Line search, BFGS and the Wolfe conditions

bsxfan commented 11 years ago

Hi all

I have a few years of experience with implementing (I like to write my own code) and using various large-scale optimization algorithms in MATLAB. I have worked with non-linear conjugate gradient, and various versions of quasi and truncated Newton solvers, using both line-search and trust-region variants.

In my experience, the line-search component of an optimizer is very important, but one very often sees this neglected. The line-search balances two conflicting requirements:

It should not try to locate the minimum along the search direction too precisely, because it could do much better going in a new direction.
It should however make at least SOME progress---this can be measured for example via the Wolfe conditions.

In the BFGS/LBFGS algorithms, the line-search is of particular importance, because if the line search fails to meet the Wolfe-conditions, the inverse Hessian approximation can end up being non-positive definite, which will send the optimizer going uphill instead of downhill. A nice line search should satisfy these conditions.

If anyone feels like translating from MATLAB, a version of my favourite line search is available here: http://www.cs.umd.edu/users/oleary/software/ You will have to translate both cvsrch.m and cstep.m.

I have been using this implemention in my own optimizers for a while now and I find the extra complication was well worth it. This line search also helps to make the optimizer deal more efficiently with non-convex regions of the objective function.

As a further recommendation for this line-search algorithm, it is used in Poblano: https://software.sandia.gov/trac/poblano/

If someone else does not do this translation, I will probably end up doing it myself, but I can't promise when ...

johnmyleswhite commented 11 years ago

Thanks for the reference to the Matlab implementation of the More and Thuente line search. I found a few implementations of it recently, but nothing in Matlab before.

I'll work on translating that code over the weekend assuming the licensing works out.

timholy commented 11 years ago

Is it really clear that these are better than the Hager & Zhang linesearch that's already present in cgdescent? It has many attractive features:

Full machine accuracy in finding the minimum, rather than sqrt(eps) precision
Good quadratic convergence, and smart fallback to bisection
Demonstrated evidence that it increases the performance of L-BFGS
I've debugged it already :-)

timholy commented 11 years ago

Also, a rigorous proof of convergence. I forgot that one.

johnmyleswhite commented 11 years ago

It's not clear at all, which is why I'd like to have both available.

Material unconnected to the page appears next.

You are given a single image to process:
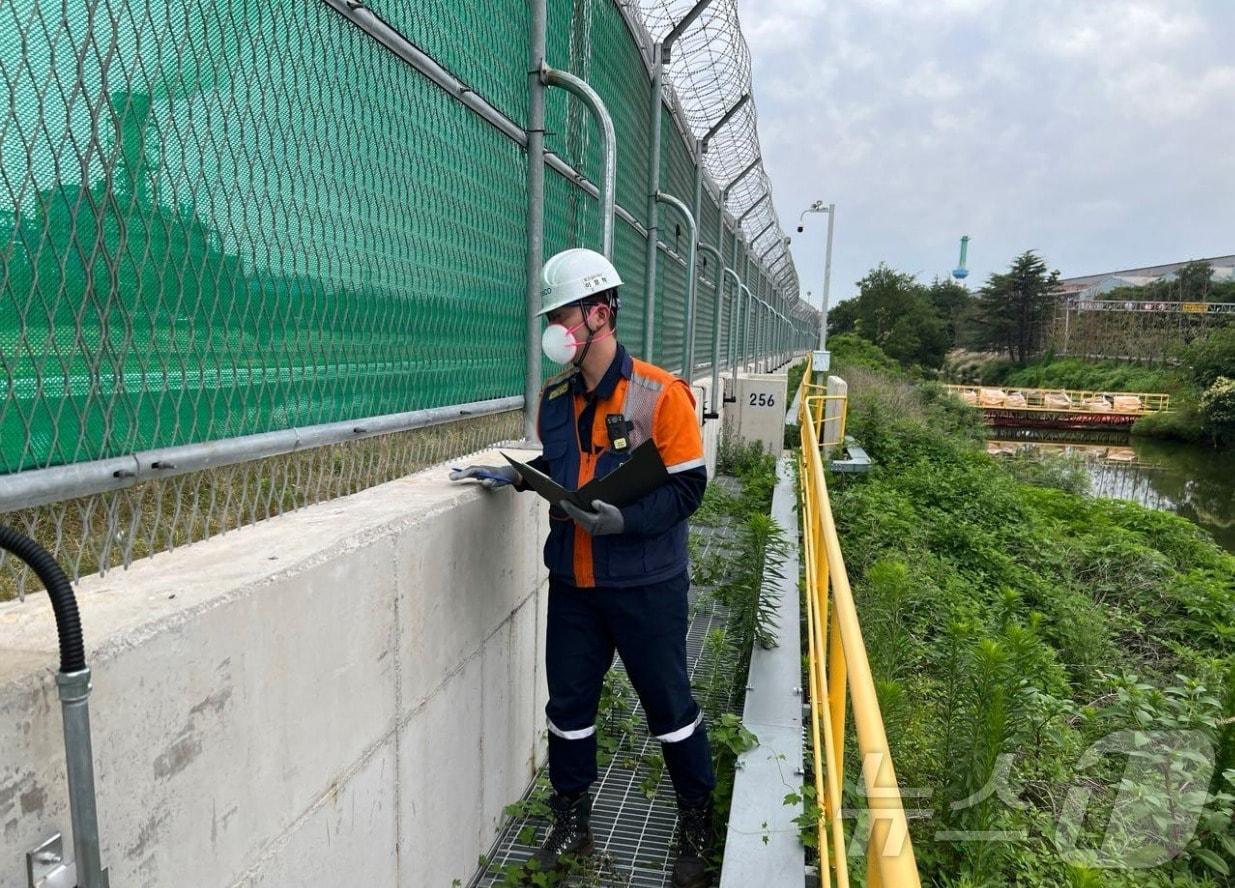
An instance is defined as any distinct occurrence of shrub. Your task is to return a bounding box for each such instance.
[1199,376,1235,446]
[1183,327,1235,391]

johnmyleswhite commented 11 years ago

Are you saying that the Mure and Thuente proof isn't rigorous?

timholy commented 11 years ago

No (I don't know that one), just that there is a rigorous proof of convergence for the H&Z algorithm. When one uses the approximate Wolfe conditions, until relatively recently the tradition seemed to be "it's been proved for the exact Wolfe conditions, and it's probably true for the approximate as well." But H&Z proved it for approximate.

johnmyleswhite commented 11 years ago

Having looked into this a bit, it looks like the More and Thuente algorithm has, as @timholy suspected, guaranteed convergence only for the strong Wolfe conditions, not the approximate conditions. To provide us with the most options, I've nevertheless translated the BSD version of the More and Thuente code that @bsxfan linked to and have already included it with the latest commit as a possible option. Tomorrow I'll try to adapt the code for the H&Z algorithm for use with all of our algorithms.

timholy commented 11 years ago

Very cool! I suspect M&T will nevertheless work for many (if not all) problems, and it would indeed be good to have a head-to-head comparison against H&Z.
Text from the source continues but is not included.